Not now. Cockatoo island is now an amazing post-industrial gallery space that has captured the layers of living and working history, preserved it and reinvented it. It is a fascinating museum littered with beautiful, industrial objects and relics. It is the perfect venue for a contemporary art festival aiming to juxtapose seemingly disjointed eras and purposes. It was a far cry from the tempered, blank canvas style of venue that is the MCA.

However, there is already so much to look at on Cockatoo Island that an artist must compete with an existing visual landscape.

In a reinvented workshop there is a wall of wooden boxes that used to house nuts and bolts of every measure. A whole wall from ceiling to floor with every box labeled (split pins, half-inch bolts, two inch clouts, hex screws…). It is a beautiful sight.

Cockatoo Island bolt boxes.
From the Museum of Copulatory Organs by Maria Fernanda Cardosa
Within this darkened room lies another exhibition by Maria Fernanda Cardoso, The Museum of Copulatory Organs that is a collection of sculptures of insect genitalia enlarged to an outrageous degree. It sounds a bit repulsive and obscure.
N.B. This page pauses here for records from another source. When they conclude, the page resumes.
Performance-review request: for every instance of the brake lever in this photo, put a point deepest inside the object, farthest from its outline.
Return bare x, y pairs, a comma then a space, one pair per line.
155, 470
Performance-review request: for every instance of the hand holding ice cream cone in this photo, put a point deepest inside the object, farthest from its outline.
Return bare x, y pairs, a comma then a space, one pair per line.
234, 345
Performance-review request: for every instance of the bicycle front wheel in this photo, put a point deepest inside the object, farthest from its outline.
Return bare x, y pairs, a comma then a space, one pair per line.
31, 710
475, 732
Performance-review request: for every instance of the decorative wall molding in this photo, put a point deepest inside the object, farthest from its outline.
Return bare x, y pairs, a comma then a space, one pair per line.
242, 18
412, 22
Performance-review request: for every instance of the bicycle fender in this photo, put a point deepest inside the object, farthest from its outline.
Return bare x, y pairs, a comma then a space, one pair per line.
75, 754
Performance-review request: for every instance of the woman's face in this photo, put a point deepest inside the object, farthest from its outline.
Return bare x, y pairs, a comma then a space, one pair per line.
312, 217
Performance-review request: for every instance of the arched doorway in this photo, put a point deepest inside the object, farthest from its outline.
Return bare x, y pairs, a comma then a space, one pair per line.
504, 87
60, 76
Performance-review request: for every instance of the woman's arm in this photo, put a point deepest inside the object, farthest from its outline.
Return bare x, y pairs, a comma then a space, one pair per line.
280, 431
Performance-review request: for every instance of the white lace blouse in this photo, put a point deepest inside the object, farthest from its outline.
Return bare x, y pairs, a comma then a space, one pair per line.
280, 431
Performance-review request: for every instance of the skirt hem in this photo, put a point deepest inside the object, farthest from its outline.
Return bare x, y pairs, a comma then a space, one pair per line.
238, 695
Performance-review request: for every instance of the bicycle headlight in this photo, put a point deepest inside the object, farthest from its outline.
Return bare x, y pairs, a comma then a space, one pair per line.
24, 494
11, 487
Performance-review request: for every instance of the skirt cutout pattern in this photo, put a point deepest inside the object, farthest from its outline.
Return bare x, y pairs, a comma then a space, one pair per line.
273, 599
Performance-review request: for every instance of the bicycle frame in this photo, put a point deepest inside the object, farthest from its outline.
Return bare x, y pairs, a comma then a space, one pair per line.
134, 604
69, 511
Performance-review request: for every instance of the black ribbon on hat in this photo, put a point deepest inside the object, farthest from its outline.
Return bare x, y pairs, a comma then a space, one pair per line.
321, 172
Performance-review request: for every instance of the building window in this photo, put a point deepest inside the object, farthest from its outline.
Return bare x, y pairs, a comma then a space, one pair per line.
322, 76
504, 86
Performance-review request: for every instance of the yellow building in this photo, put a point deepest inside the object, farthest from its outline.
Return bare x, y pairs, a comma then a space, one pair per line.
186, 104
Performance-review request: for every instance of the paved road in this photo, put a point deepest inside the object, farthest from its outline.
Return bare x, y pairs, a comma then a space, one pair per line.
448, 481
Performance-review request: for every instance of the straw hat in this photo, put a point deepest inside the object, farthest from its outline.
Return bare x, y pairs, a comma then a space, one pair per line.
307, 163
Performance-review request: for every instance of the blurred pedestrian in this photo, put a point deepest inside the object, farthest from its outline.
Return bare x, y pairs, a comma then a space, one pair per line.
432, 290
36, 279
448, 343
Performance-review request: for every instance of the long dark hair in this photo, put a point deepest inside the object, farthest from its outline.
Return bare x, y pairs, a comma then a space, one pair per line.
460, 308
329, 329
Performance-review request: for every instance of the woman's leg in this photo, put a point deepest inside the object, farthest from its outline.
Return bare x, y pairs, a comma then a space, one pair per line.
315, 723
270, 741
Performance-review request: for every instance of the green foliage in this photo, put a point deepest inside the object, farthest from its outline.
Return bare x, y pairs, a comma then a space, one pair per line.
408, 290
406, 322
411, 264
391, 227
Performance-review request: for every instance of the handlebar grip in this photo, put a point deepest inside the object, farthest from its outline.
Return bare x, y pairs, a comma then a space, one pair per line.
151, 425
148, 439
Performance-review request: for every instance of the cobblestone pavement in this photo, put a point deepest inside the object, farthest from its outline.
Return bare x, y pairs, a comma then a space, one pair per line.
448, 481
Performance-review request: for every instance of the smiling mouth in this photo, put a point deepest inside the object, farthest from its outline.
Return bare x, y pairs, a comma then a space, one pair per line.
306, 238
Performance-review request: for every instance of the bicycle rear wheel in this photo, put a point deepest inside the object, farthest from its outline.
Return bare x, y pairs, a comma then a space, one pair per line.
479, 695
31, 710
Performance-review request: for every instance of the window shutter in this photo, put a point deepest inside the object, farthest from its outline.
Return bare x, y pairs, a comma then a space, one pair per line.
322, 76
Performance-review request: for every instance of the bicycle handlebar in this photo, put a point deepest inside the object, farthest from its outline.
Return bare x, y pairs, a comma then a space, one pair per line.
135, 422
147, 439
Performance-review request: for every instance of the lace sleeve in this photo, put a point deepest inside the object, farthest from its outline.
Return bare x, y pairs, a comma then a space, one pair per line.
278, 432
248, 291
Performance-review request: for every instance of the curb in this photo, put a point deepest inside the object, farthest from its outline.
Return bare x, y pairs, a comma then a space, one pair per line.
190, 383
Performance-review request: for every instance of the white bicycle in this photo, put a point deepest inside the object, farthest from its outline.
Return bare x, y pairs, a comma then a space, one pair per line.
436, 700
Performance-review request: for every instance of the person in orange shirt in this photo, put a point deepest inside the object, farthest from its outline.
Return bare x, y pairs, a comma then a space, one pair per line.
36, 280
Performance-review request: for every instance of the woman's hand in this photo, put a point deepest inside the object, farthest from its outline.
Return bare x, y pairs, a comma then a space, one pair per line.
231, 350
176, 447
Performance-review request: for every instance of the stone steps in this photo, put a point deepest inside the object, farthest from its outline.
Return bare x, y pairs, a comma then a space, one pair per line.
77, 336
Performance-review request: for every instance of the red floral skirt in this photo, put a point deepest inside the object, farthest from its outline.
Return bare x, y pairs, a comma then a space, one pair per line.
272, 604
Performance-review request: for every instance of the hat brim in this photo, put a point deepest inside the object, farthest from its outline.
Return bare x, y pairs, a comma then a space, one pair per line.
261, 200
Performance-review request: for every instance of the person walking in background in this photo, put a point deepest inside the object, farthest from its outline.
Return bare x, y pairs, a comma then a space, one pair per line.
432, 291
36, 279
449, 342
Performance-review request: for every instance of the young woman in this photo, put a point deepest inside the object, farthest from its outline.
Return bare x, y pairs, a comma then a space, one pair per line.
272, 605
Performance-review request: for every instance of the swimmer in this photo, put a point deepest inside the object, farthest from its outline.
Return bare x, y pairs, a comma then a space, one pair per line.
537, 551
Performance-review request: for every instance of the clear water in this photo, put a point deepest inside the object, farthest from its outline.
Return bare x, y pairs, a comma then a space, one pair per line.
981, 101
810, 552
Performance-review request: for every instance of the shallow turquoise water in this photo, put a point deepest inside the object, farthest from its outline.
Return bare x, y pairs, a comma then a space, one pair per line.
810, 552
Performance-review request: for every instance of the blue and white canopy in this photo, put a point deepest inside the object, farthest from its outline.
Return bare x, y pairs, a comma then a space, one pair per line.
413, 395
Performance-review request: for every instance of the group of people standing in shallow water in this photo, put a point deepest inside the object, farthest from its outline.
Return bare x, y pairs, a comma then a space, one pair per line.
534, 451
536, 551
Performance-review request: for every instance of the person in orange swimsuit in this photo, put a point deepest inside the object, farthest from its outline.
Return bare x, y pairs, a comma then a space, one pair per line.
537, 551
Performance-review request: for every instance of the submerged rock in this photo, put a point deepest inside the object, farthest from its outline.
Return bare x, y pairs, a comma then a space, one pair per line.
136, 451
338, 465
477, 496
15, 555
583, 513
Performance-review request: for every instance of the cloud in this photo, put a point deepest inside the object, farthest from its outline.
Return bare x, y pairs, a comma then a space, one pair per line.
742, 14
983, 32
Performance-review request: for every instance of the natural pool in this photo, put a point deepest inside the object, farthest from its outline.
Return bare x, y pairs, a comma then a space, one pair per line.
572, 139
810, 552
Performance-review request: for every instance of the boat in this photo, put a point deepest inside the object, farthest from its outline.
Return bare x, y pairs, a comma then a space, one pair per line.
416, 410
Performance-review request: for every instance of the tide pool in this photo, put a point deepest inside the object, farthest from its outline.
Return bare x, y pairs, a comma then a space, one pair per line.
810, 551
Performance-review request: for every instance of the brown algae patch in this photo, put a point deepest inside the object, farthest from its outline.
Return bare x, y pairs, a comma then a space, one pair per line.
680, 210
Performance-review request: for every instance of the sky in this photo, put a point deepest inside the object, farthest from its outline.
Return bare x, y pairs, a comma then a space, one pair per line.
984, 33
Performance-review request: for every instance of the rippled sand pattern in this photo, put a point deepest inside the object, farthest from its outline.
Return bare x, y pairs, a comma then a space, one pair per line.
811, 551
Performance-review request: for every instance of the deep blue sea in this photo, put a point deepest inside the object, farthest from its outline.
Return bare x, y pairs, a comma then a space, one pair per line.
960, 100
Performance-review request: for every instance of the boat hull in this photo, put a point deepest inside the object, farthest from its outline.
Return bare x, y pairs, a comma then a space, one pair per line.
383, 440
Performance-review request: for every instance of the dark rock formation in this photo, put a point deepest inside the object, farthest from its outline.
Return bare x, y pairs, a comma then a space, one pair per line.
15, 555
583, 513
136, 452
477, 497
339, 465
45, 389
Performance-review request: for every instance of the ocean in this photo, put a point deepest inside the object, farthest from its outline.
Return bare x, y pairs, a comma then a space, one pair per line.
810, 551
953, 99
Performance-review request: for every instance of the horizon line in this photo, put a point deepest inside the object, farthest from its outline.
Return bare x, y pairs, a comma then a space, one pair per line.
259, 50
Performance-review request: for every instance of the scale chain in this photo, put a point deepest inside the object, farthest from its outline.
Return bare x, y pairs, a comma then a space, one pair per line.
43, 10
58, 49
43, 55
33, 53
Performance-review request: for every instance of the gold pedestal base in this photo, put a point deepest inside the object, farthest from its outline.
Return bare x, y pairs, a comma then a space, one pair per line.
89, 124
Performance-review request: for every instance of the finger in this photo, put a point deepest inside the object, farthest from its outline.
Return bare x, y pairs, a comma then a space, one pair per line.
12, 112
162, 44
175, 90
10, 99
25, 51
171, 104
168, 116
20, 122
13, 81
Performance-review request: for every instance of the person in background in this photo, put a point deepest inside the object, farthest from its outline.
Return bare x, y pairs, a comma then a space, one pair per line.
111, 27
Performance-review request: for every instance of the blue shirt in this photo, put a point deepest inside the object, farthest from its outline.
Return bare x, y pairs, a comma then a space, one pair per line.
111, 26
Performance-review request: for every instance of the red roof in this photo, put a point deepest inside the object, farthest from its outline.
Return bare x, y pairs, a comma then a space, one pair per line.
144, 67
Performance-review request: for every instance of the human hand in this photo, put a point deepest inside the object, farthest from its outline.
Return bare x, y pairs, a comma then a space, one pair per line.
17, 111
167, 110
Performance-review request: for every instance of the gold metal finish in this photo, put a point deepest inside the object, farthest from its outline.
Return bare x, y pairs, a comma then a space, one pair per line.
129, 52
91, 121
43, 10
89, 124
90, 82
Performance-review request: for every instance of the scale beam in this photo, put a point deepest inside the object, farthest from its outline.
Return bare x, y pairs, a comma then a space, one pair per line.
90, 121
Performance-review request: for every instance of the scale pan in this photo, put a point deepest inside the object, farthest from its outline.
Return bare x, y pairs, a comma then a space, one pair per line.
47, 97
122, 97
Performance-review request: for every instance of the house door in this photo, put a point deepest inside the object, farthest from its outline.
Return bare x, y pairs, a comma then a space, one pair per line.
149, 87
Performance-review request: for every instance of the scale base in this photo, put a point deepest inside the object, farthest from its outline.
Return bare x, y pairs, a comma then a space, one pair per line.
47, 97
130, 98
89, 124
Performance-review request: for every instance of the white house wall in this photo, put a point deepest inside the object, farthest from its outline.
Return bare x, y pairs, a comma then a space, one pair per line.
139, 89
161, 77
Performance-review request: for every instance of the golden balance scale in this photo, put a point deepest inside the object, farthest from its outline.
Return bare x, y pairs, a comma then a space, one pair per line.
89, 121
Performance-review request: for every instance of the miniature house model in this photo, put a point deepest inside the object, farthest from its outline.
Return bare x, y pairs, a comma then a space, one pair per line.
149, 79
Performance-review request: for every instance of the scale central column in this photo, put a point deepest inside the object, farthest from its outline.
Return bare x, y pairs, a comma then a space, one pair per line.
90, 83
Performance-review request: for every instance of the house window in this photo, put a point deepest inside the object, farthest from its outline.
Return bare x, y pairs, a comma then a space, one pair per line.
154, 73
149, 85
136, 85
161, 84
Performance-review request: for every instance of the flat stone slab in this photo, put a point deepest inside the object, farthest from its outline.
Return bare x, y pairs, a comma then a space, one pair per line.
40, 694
But if you didn’t know the detail of the inspiration behind the work you would only look and marvel at the delicacy and detail of the sculptures in wax, blown glass and other media.  Inside finely-crafted glass and wood cases, with accompanying video installation, these representations of the microscopic genitalia of the Tasmanian harvestman (a small beetle-like insect displayed in a corner of the case for scale) made elegant, marble-like, flowing forms.

This is exhibition of work that has begun in a clinical laboratory environment, now on show an industrial site that still has the collected grime of may decades makes for a glorious clash. The gallery is dirty, yet perfect.

We got blown off the island and our visit was cut cruelly short. 120 km per hour winds whipped up and with no such thing as a lee side of the island for shelter we made a bolt for the free ferry back to town. As it turned out, the top part of the island was closed due to the wind which was shame; when I studied the map of the island on the way home I realised I had barely seen a thing.

It is a treasure trove there, worth as many visits as you can squeeze into a Biennale feast. Having had a nibble at the edges of that festival venue I beat a retreat to the ferry bouncing on the Sydney Harbour whitecaps, wishing I had made it to the main course.